Cha et al.  investigated the constructs of attitude, perceived behavioral control, subjective norms and participants’ intention for premarital sex and found that, perceived behavioral control do not predict the intention for premarital sex in studied participants. In the study of Moeini et al. , educational intervention based on the Theory of planned behavior caused an increase of behavioral intention and promotion of healthy sexual behaviors in the experimental group. Hashemi Bakhshi et al.  investigated the effect of theory-based educational intervention on mothers’ skills in sexual care of elementary school students. In his study, educational intervention caused significant enhancement in mean scores of attitude, subjective norms, behavioral intention and behavior in the experimental group, while the control group had no changes. In study of Khanjari et al.  to determine the effect of education on preventing child sexual abuse and parents’ performance by giving the presentation, asking and answering questions, presenting films, etc. and 6 months after the intervention, the mean score of experimental group’s performance significantly enhanced. In a study of Chen et al. , who investigated parents’ knowledge, attitude and performance in educating child sexual abuse prevention, it was revealed that 60% of parents had told their children that other people should not touch their sexual organs. On the other hand, only 4.2% of parents had provided books or other training tools about sexual abuse prevention for children and according to mentioned study, knowledge and performance of parents in preventing child sexual abuse were insufficient.

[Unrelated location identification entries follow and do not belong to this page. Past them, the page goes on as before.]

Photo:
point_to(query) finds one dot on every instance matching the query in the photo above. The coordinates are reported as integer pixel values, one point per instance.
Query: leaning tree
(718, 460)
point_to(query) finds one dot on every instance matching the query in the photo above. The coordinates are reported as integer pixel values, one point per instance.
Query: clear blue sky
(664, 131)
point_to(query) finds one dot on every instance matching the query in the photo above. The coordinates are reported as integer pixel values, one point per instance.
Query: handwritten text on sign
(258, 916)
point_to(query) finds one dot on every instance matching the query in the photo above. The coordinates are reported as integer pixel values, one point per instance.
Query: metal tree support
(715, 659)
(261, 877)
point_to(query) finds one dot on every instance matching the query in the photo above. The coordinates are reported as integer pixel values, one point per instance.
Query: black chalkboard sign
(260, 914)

The leerlooijer et al. study showed significant associations to obtain from sexual intercourse were found for experience with sexual intercourse, perceived behavioral control, attitude and subjective norms of peers and parents, explaining 31% of the variance in abstinence intention .

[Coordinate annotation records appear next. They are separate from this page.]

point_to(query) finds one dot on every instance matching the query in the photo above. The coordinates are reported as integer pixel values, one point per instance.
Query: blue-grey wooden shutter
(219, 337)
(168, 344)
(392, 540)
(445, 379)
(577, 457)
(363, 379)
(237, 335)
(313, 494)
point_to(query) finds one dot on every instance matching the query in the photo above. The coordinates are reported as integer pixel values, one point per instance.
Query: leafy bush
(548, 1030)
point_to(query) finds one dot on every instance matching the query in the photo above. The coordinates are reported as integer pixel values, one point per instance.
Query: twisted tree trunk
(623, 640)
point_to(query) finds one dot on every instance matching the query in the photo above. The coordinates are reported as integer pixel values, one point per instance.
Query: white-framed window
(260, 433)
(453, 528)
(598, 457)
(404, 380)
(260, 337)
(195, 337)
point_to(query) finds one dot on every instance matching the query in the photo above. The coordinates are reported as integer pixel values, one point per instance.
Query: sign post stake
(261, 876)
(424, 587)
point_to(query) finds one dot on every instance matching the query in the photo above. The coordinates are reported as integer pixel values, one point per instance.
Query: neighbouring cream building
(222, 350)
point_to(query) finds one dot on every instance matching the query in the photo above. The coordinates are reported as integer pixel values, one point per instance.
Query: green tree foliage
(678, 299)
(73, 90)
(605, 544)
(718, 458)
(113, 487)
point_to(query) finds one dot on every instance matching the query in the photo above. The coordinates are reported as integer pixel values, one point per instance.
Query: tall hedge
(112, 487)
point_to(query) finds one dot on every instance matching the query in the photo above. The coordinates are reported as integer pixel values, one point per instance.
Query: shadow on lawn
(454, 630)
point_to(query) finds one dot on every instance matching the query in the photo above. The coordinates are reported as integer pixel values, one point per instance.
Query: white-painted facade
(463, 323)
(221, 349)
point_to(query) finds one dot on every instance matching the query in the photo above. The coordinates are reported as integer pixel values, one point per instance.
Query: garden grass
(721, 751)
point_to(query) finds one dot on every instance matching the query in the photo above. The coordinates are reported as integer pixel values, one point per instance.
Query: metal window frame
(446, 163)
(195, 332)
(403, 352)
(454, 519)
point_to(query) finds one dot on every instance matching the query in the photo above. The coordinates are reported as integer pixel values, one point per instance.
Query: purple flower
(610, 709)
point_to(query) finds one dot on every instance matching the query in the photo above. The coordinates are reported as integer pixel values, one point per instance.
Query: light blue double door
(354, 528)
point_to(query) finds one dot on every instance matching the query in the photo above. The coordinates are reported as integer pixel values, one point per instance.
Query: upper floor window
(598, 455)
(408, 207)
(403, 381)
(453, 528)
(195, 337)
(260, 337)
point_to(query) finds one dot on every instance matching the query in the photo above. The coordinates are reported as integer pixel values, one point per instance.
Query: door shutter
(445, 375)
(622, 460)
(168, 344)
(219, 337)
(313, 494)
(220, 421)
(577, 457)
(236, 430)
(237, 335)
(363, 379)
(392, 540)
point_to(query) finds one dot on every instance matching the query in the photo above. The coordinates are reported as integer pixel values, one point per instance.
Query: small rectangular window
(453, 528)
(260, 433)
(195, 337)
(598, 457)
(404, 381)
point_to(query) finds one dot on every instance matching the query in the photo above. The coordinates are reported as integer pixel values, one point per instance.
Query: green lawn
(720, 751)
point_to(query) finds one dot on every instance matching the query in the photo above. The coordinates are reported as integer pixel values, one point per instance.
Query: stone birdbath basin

Lynn Miller et al.  used TPB to the proximal and distal etiology of sexual offending. In study of Margo Rule et al. , subjective norms and perceived behavioral control predicted the intention of teachers to report child sexual abuse. A teacher who reported child sexual abuse in the past as well as a teacher with more accurate knowledge in mandatory reporting were more likely to have the intention to report such issues in future. These findings probably indicate the impact of the designed training program.
One of the limitations of this study was the self-reporting answers of participants. The other limitation was lack of appropriate cooperation of mothers due to cultural limitations and modesty in sexual training. Of course, by giving demanded information, authors tried to eliminate these limitations.